Where to Find Santa Paula convent: Calle Sta. Paula, 11, 41003 Seville
Where to Find San Leandro convent: Plaza San Ildefonso, 1, 41003 Seville
Hit the Flea Market
So what is my interest in flea markets after all? As a historian, I love this kind of places. Flea markets are filled with history and very special ambience. It is a bit difficult to explain but it is something like touching the history with your own hands. I don’t usually look for second-hand clothes or interior decoration at the flea markets, but prefer rare books, old photos, and various trinkets. Sometimes these come for a very low price.

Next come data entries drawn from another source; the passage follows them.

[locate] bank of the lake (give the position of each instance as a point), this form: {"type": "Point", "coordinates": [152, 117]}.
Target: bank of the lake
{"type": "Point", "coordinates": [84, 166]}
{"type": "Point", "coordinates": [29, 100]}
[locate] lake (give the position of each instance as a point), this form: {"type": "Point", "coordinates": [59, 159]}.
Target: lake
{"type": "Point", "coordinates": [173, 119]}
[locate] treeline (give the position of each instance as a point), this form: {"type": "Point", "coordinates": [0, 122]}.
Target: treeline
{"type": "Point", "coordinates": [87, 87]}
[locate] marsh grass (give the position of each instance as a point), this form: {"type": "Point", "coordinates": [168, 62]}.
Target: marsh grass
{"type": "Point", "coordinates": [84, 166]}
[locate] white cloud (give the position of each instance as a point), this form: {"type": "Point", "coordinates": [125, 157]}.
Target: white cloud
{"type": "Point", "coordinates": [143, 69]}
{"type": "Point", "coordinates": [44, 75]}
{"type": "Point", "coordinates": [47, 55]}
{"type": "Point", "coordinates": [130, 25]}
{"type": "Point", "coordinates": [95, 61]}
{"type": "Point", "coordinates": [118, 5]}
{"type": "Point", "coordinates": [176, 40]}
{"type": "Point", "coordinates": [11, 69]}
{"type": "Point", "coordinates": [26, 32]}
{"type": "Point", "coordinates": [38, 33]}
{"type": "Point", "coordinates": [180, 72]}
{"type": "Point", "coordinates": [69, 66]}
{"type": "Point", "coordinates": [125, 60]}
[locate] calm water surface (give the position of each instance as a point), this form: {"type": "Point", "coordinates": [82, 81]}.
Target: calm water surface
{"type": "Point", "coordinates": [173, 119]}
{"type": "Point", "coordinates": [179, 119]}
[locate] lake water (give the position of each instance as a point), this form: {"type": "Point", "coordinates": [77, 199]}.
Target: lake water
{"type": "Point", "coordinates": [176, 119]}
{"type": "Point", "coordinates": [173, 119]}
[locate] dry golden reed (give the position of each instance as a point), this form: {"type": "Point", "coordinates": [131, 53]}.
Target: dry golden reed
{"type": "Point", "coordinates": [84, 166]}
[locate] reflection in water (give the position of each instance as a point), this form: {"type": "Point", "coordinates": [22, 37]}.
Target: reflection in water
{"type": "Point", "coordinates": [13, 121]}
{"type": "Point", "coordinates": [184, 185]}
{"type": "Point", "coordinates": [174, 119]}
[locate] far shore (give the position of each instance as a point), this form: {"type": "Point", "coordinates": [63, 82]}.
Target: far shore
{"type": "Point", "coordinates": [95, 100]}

Every flea market has its own spirit. Looking for a bargain in Seville can bring you to one of the several weekly flea markets, so you definitely should know when to go. Here are two of my favorite markets:
Head to Calle Feria street early on Thursday morning to get a glimpse of Mercadillo del Jueves. Flamenco dresses, painting and old cell phones are laid out on stalls and tables. Furniture and coins, pottery and books, I can spend an entire day searching for a great bargain at El Jueves!
The early bird gets the worm! If you wake up early on Sunday morning, be sure to visit El Charco de la Pava. The market is open from 8 am to 3 pm but don’t expect too much from it. When I ventured there for the first time it reminded me of gypsy festivals. You can easily find fruits, second-hand clothes, spare parts here. Finding something rare can be a tough task, but there is no better place for obtaining cheap souvenirs for friends and family. You can find Bohemian glass, porcelain vintage dolls, and vintage style statues. Some of them made in China. Negotiating a price is a must here. Watch your bags to avoid problems with pickpockets. Quick tip: visit El Charco de la Pava as early as possible, since there is very little shade. Exploring the market after 10 am can be tiresome because of the heat.
Where to Find El Charco de la Pava: Av. Carlos III, 41092 Seville
Get Lost in the Triana Neighborhood
Triana is a little bit chaotically built-up neighborhood that differs drastically from the quiet and relaxed Santa Cruz. A century ago this working-class neighborhood was home to flamenco dancers, sailors, and large gypsy community. Gypsy people usually lived in corrales or communal homes. While most of the corrales have undergone a reconstruction or was removed, several of them can still be found in Triana. However, this is not a gypsy neighborhood anymore.
I had enough time to visit the old Carthusian Monastery Santa Maria de las Cuevas. Built in the 15th century, it was transformed into ceramics factory but undergone a reconstruction in the early 90s to become an Andalusian Center for Contemporary Art. While there is an entrance fee, the inner yard is the place for occasional flamenco dances.
You can’t visit Triana without seeing Puente de Triana or Triana Bridge. It connects Triana with the city center and it’s one of Seville’s most precious architectural gems. I took a stroll on the bridge at night and enjoyed a fascinating view of the Torre del Oro from it.